Oh yeah, the 4E default setting is definitely more built around the high fantasy approach more than the low-magic base of Greyhawk. Now, to be fair, even in 3rd edition you could run into that difficulty - I'm thinking mainly of Living Greyhawk. Which used the Greyhawk setting, but also had to accomodate a world full of rapidly levelling PCs. And more than that, adventure design meant they needed to find ways for PCs of different levels to have similar encounters. The level 5 PCs get attacked by level 5 bandits... fair enough. When the level 15 PCs get attacked by level 15 bandits, or accosted by level 15 town guards, things are feeling a little weird. In each region's primary plot, they had to figure out how to address the huge number of high-level PCs influencing the region. They had to present threats like armies of giants in floating cloud castles, to demonstrate a genuine challenge to these heroes. They made for excellent battles and adventures, but also often stretched quite a bit from greyhawk canon.

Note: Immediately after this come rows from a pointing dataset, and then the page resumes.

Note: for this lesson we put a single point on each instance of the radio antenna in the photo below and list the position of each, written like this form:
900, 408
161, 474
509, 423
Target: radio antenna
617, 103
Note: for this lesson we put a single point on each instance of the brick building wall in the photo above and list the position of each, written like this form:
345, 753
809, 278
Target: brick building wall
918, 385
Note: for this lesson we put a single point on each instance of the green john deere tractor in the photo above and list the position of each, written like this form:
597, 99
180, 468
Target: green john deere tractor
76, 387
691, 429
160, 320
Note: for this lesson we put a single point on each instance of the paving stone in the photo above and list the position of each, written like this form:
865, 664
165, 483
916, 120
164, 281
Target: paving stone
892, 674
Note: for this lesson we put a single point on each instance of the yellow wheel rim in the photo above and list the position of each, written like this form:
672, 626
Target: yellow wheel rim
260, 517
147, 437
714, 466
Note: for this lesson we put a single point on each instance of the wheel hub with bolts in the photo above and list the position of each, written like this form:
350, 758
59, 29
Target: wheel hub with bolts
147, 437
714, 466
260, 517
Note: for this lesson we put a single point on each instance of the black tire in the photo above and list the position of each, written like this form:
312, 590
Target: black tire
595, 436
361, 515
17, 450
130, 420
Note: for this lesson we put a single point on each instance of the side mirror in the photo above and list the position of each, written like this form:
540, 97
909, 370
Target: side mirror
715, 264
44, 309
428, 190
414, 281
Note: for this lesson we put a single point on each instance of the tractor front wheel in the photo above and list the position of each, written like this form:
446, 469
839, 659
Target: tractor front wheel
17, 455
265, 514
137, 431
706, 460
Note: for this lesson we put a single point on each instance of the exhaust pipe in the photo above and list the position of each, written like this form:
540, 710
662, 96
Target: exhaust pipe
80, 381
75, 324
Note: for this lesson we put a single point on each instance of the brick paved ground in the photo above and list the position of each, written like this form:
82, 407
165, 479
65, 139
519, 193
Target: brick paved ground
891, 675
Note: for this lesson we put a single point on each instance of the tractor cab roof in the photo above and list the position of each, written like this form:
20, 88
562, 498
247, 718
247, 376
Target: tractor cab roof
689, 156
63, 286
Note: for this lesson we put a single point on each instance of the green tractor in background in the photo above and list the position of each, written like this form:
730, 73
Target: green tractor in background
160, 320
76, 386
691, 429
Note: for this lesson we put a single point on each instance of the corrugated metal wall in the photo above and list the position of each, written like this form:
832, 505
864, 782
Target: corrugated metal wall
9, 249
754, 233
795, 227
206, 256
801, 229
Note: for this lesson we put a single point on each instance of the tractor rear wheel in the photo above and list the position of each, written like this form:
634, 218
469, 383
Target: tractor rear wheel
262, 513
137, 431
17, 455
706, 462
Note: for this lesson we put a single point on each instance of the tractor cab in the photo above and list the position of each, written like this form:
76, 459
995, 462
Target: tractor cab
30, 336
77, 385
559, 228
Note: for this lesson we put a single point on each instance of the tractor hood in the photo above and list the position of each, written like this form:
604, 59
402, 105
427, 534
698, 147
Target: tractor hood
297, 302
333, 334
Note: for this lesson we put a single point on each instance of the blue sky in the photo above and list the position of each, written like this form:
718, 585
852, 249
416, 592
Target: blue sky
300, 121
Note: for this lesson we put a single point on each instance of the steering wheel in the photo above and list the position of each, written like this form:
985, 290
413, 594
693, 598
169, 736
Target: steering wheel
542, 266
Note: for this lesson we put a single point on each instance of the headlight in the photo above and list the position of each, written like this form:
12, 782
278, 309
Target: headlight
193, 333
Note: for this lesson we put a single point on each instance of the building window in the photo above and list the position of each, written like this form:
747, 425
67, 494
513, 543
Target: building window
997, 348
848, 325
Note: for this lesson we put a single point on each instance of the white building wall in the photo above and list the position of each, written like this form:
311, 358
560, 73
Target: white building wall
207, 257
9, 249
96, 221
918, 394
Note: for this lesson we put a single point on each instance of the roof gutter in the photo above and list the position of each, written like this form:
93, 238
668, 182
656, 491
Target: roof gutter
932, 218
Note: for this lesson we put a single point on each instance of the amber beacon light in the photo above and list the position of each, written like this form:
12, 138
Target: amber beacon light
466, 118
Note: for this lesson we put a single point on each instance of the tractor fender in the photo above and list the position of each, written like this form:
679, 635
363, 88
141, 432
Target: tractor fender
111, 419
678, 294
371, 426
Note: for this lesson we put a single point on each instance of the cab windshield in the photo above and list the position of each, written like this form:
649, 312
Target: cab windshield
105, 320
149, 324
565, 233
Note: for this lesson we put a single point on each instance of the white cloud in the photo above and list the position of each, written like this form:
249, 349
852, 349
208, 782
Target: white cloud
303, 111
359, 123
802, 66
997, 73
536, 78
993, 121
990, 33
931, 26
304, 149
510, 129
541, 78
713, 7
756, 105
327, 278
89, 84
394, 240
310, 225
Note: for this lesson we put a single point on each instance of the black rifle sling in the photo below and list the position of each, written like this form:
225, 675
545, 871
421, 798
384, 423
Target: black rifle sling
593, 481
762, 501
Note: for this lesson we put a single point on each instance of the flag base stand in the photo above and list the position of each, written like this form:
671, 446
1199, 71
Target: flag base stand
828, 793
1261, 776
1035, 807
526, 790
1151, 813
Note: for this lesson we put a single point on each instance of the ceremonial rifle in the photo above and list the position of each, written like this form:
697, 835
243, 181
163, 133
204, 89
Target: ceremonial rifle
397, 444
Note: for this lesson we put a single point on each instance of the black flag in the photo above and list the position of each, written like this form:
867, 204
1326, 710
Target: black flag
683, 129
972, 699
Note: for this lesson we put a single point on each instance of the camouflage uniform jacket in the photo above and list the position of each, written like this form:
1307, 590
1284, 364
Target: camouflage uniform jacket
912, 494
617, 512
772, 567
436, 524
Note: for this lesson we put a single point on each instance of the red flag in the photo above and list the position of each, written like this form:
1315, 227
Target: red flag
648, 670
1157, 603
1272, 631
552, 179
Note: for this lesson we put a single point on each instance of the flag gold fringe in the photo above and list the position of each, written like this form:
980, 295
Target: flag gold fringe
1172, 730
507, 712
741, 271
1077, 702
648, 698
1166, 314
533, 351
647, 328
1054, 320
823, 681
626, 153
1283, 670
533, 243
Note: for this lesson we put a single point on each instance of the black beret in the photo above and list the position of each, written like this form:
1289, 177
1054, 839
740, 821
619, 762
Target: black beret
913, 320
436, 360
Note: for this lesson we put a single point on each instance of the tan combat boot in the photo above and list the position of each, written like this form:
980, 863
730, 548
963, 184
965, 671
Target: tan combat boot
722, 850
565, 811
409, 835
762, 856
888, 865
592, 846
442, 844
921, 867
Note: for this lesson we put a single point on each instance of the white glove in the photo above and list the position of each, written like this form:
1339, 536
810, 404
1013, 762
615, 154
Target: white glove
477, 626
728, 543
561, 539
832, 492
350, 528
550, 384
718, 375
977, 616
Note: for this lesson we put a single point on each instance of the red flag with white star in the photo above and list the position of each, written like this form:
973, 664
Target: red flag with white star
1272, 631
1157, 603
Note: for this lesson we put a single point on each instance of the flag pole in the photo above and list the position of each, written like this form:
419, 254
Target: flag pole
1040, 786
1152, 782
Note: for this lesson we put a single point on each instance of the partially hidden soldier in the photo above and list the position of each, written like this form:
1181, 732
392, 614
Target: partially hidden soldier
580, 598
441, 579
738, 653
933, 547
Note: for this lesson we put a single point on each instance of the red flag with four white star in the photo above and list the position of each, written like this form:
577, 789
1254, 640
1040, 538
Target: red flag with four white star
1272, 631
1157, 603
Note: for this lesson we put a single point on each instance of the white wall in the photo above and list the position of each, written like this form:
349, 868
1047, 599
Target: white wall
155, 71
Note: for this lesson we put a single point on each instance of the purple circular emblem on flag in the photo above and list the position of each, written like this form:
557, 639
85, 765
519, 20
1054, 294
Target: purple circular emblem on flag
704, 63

Now, all this... is mostly a tangent. It mainly came to mind since, again, it was a similar problem - but one that good writers could usually avoid, through having the right adventures and appropriate challenges. And many times, even when they broke from canon in order to include the right element, they were able to do so while preserving the flavor of the setting, and I think that is a big key.

Switching gears a bit, there are actually a few pages in the DMG that are excellent reading when thinking about this topic. Pages 150-151 are where it is at, where they lay down the fundamental elements of the default D&D 'world'. And then tell you to feel free to break them, and offer a few questions to think about how things can be different. Now, that doesn't necessarily tell you what changes to make yourself when dealing with a setting that has different core elements, but it is at least a good place to start. And more than that, I think it underscores that such elements are often more thematic than everything - that you can make those changes without undercutting the system or the mechanics.

Dark Sun seems likely to prove that - if you can simply strip out the divine source from an entire setting, and the game still works, that shows a lot of room to mess with background elements without disrupting game balance in any way.


i am starting a 4e greyhawk campaign this summer, i have gone to the 1983 product and am disregarding all cannon since then. i have never been a cannon fanboy anyway. i dont have time to read it all, or care much about what other people write about my campaign area.

the beauty of dungeons and dragons is that you are free to do what you want.

besides, there is high technology in greyhawk. expidition to the barrier peaks is set in a space ship. nothing says that the rest of the ship isnt scattered all over the content. or that one of the races from 4e phb123 isnt the decendants of the inhabitants of that space ship, and they built high technology items. all of the raw materials are there.

i say leave cannon, go do your own stuff.